そして迎えた先シーズン。妄想し過ぎた入道岳をそろそろ吐き出してやらないといけないほど頭の中がパンパンに膨れていたので、まずは体感してみようと動いた。豪雪地でのロングルートゆえハイクタイムはイメージよりも押すだろうし、帰れないパターンも考えると、ビバークできるようにテントや寝具、食料を事前にデポするべきと判断した。そうすれば何度もアタックできるかもしれないし、時間制限なく山と向き合えるんではないかと。降雪による山の仕上がり具合もぼちぼちとなった1月中旬。カメラ機材とスノーボード、そして持てる分の食料やテントを背負って歩みを始めた。この日の天気図はしっかり高気圧に覆われて1日中快晴の予感。けれど前日までの降雪が歩き出しの林道で膝下、斜面に出てからは膝上 時々 腿の深さ。体重とザックの荷が重い僕はスノーシューに延長テールを付けることにした。ゆっくりと阿寺山までの直登尾根を休んでは登り休んでは登る。ここはスプリット慣れしていないと結構キツイ斜度で、板を脱いでつぼ足の場面が度々登場しそうなので、オーソドックススタイルでトラブルの少ないスノーシューを選択している。

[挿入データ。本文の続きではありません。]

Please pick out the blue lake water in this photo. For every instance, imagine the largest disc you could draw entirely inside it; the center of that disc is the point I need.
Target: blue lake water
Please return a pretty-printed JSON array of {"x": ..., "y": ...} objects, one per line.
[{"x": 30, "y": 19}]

くだらない会話は止むことなく新雪と戯れながらぐんぐん高度を上げていく。針葉樹から始まり、ナラやカンバの混成林を抜けるとブナの森が広がってくる。すると左手の奥に、一瞬で入道岳とわかる三角形の山容が見えてきた。ウネリと起伏が激しそうだ。何度も休みつつその度に妄想に耽る。隣では事前にプリントした地図を見て指差し確認する勇童がスノーシューを脱いでリラックスモード。しばらくお互いの時間を夢中で過ごした。

この日の目的は荷物のデポとルートの確認。いい所まで行ったら下山を楽しもうと最初から話していた。デポした場所がわからなくなるオチが想像できたので、しっかり目印となるシンボリックなブナを見つけてそこに預け、しばらく真っ正面に見える次回滑るであろう斜面と対峙する。ここまで来るとかなりのスケールだ。お腹が空いているから大きなおにぎりにも見えてくる。左奥には八海山の厳つい峰々が並んでいるが、入道岳はそれらを凌駕するほどの山体だ。標高1 , 7 7 8 mと八海山の中で一番高い主峰はどのルートからも遠い。その山容を目の当たりにし、そこからなかなか離れることができなかった。明るく綺麗に景色を見せてくれている間に下山することにし、今度は阿寺山へ向けてハイクバック。ピークへ着く頃には西日の時間になっていた。そして北向きの最高に気持ちいい沢を滑り続ける帰路へ。急登の続くルートは帰り道にいい斜面を滑れるから、苦労が報われる瞬間だ。

Yudo Yoshida

1週間後に次のタイミングは訪れた。その間、予定通り強烈な冬将軍様が通過したが、予想よりもしぶとく居座り続けたことで天候は微妙。アタック初日は翌日のための道づくりに徹することにした。降りたての雪はとても軽いがとにかく深い。平坦な林道で余裕の膝ラッセル。吹き溜まりでは腿や腰くらいはあった。
膝から上げていかないと前に進めないやつだ。まったくこの辺りの雪の降り方はハンパない。それでもゆっくりゆっくりと進み、荷物をデポした場所まで足跡をつけることができた。アタック当日は朝から好天が続く予報だ。前日のおかげで3度目となる林道&急登も気分的にも体力的にも楽だった。6時間はかかっていたデポ現場までを4時間弱で登り切れたのだから。
そしてここから入道岳のピークまでは見た目でおおよそ2時間ほど。ワンデイ・アタックなので帰れるギリギリの時間を想定してこの後の行動を決めることにした。勇童ともうひとりの新潟ロコ圭介とはここで別れ、僕はひとりアングル探しの徘徊へ。彼らは越後三山の縦走路となる五竜岳を経由し入道岳へ。あとは彼らの安全を遠くから見守り、時折、くだらない無線を入れるのみ。
けど2人はそれに付き合うこともなく黙々とドロップポイントへ近づいていく。結局2時間もかからずにピークへ到着するトータル6時間ほどのアプローチ。お疲れ様でした。
しかし、時間はちょうどトップライトの折り返しで、影もなく、斜面の起伏がわかりづらい午後2時過ぎあたり。天気もいいし、しばしご歓談ということで待機することに。徘徊したり、軽く滑ってみたり、寝てみたり、待ち時間は自由だ。雪庇の向こうで待っている2人は何をしているのだろうか? 身体を冷やさず待てているのか、無事に過ごしているのか、離れるといちいち不安になるので目を閉じてみることにした。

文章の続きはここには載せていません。